Leral.net - Sénégal
leral.net | S'informer en temps réel
Société

Guet Ndar, le quartier où la vie s'accorde au rythme des pirogues

Reportage à Saint-Louis, entre fleuve et océan, sur le quotidien des familles de pêcheurs

Rédigé par leral.net le Dimanche 6 Septembre 2026 à 14:04 | | 0 commentaire(s)|

Coincé entre le fleuve Sénégal et l'océan Atlantique, le quartier de Guet Ndar à Saint-Louis s'éveille chaque matin au bruit des moteurs de pirogues et des filets qu'on remonte. Un mode de vie transmis de génération en génération, où la mer façonne les corps, les métiers et les liens familiaux.

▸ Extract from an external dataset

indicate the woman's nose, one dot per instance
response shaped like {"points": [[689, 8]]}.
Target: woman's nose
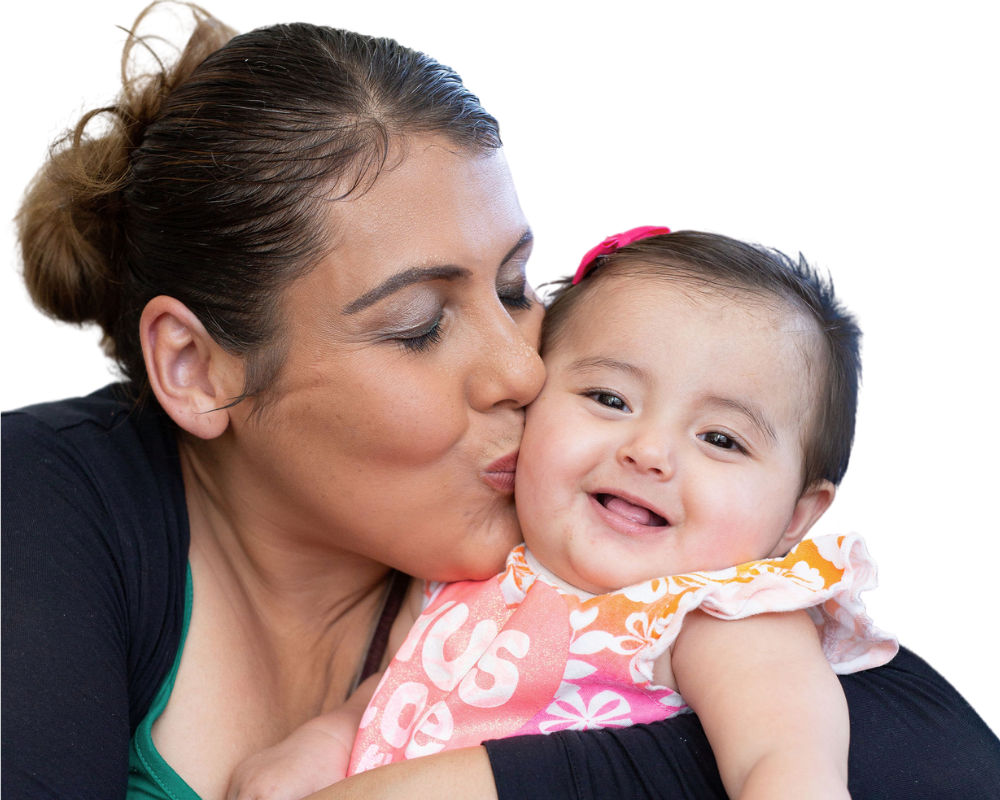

À Saint-Louis, le quartier de Guet Ndar occupe une position singulière, resserré entre le fleuve Sénégal et l'océan Atlantique. Ici, la journée ne commence pas avec un réveil mais avec un bruit familier : celui des moteurs de pirogues qui démarrent, des filets qu'on manipule sur le sable et des voix des femmes déjà postées sur la berge, en attente des prises du jour.
Ce ballet matinal n'a rien d'improvisé. Il obéit à un ordre ancien, transmis de génération en génération, où chacun connaît sa place et son rôle. Les hommes prennent la mer avant l'aube, les femmes organisent la réception et la vente du poisson à quai, et les enfants grandissent en observant ce cycle qui rythme toute l'existence du quartier.
Une identité forgée par la mer et le fleuve Depuis des décennies, sinon des siècles, la pêche façonne les familles de Guet Ndar. Ce n'est pas seulement un métier, c'est une manière d'être, un caractère forgé par les sorties en mer, les incertitudes du métier et la dépendance aux éléments naturels. Le fleuve d'un côté, l'océan de l'autre : cette double présence de l'eau structure l'espace du quartier et, avec lui, l'organisation sociale de ses habitants.
Les familles de pêcheurs se transmettent les savoir-faire liés à la construction et à l'entretien des pirogues, à la lecture des courants, aux techniques de filet adaptées aux saisons. Ces connaissances, souvent orales, circulent de père en fils, mais aussi entre pairs, sur les quais où se croisent plusieurs générations de marins-pêcheurs.
Le quotidien rythmé par les allées et venues des pirogues Le retour des pirogues, plus tard dans la journée, constitue un autre moment fort de la vie de Guet Ndar. C'est l'instant où se mesure le fruit du travail, où les femmes s'activent pour la vente ou la transformation du poisson, et où se dessine l'équilibre économique de nombreux foyers du quartier.
Cette activité, si elle nourrit les familles depuis des générations, s'inscrit aussi dans un contexte plus large propre aux quartiers de pêcheurs sénégalais, où la mer reste à la fois une ressource vitale et une source d'incertitude, tributaire des saisons, des conditions climatiques et de la disponibilité du poisson.
Un mode de vie transmis, un territoire façonné par l'eau Au-delà du travail quotidien, c'est toute une organisation sociale qui s'est bâtie autour de la pêche à Guet Ndar. Les liens de solidarité entre familles, les répartitions des tâches entre hommes et femmes, ainsi que les rites propres au métier de pêcheur composent un tissu social particulier, ancré dans ce territoire resserré entre fleuve et océan.
Ce premier volet d'un reportage en deux parties, publié par Le Soleil, pose les bases de cette immersion dans le quotidien de Guet Ndar, où la mer et le fleuve continuent, comme depuis des générations, de dicter le tempo de la vie du quartier.